There has always been a thin aftertaste of extraterrestrial psychedelia in their music. A spacey, undefinable characteristic that bolsters the singularity of the band.  “Entertain Me” works spectacularly as an album closer, as the band allows the song to breathe a while. As good as the punishing velocity of We Are Nots was, songs like opener “Blank Reflection” are greatly benefitted from the middle section, where the guitars sound like ripcords and the synth line gurgles for life. “Rat King” is the band at its most ferocious,the same brutal pace as most of the songs on their first album, and made extremely more violent with that roaring guitar at the front of the mix. Or the part of “Cold Line” where a synth lick sounds submerged in deep water. It’s this willingness to try and render a musical part unmusical—without sacrificing melody or tone—that Nots attempts with great success here.

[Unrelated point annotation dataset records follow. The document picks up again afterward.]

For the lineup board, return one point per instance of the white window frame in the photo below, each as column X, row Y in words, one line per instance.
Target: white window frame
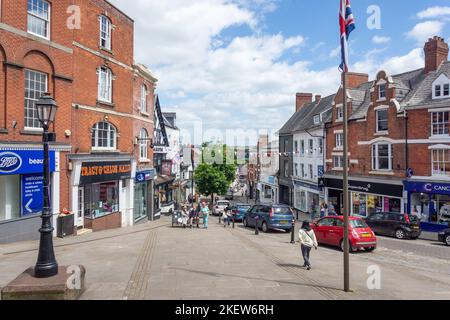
column 442, row 126
column 376, row 157
column 143, row 145
column 105, row 20
column 111, row 129
column 443, row 160
column 378, row 120
column 47, row 21
column 105, row 90
column 144, row 94
column 30, row 102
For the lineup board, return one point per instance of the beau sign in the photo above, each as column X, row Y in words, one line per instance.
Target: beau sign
column 9, row 162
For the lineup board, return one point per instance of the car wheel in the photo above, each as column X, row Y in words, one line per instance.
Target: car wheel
column 265, row 229
column 400, row 234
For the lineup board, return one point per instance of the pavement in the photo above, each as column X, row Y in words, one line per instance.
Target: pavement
column 155, row 261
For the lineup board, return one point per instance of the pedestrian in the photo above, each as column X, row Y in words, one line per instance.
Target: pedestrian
column 205, row 214
column 308, row 241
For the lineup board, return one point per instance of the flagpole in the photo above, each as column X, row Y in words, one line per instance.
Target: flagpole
column 345, row 188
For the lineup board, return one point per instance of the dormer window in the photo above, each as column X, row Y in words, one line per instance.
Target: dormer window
column 441, row 87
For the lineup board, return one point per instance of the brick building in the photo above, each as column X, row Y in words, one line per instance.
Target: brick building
column 399, row 143
column 104, row 123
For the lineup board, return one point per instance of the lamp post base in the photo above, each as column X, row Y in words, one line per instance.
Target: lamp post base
column 68, row 284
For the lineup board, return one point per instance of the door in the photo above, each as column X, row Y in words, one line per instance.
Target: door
column 80, row 213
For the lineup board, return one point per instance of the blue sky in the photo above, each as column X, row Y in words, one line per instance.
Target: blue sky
column 237, row 64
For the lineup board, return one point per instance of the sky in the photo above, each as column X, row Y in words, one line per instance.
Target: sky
column 237, row 64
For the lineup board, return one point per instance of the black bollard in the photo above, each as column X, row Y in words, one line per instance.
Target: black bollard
column 293, row 231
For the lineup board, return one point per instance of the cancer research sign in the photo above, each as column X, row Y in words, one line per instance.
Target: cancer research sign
column 24, row 161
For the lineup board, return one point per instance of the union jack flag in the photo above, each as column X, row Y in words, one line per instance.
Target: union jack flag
column 347, row 25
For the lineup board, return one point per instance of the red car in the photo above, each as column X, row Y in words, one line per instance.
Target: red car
column 330, row 231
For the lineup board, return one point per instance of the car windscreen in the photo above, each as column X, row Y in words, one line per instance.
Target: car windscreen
column 282, row 210
column 358, row 224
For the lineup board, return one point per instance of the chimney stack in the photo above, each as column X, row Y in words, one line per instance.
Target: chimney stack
column 436, row 52
column 355, row 79
column 302, row 99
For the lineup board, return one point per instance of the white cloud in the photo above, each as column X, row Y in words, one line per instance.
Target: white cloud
column 380, row 40
column 424, row 30
column 434, row 12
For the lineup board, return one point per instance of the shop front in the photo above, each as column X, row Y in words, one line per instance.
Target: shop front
column 21, row 192
column 430, row 201
column 308, row 197
column 366, row 197
column 143, row 195
column 103, row 193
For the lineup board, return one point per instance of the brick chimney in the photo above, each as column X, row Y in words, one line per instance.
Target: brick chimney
column 436, row 52
column 302, row 99
column 355, row 79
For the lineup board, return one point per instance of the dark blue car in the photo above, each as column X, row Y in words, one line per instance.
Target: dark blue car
column 269, row 217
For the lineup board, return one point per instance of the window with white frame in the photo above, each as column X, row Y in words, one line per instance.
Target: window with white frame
column 105, row 32
column 382, row 156
column 382, row 120
column 440, row 123
column 144, row 99
column 104, row 136
column 338, row 162
column 38, row 22
column 143, row 145
column 105, row 78
column 35, row 86
column 382, row 91
column 441, row 162
column 339, row 140
column 340, row 113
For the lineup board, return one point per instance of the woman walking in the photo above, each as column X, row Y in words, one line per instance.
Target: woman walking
column 308, row 241
column 205, row 213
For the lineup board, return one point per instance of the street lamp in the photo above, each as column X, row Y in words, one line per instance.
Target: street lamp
column 46, row 265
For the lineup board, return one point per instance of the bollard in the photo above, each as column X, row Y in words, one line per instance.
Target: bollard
column 293, row 231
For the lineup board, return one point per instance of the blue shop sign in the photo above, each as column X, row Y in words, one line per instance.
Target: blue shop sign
column 428, row 187
column 24, row 162
column 32, row 194
column 144, row 176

Overhauling your sound requires a delicate balance. If you’re too much the same, stagnation sets in very quickly. If you’re too different, you often lose sight of the things you were good at. Nots converged onto the scene with a sound that had an economy of moving parts, and they made a severe, unusual, brisk, and compelling album out of it. For lack of a better term, Nots explore new structures on Cosmetic, an unfamiliar approach to a sound seemingly perfected on their first go-round. Many bands could have authored three or four albums in the style of We Are Nots, and they would have all been good. Cosmetic proves Nots are willing to find new spaces hidden inside, behind, and underneath the style they have crafted for themselves — it makes them all the more vital.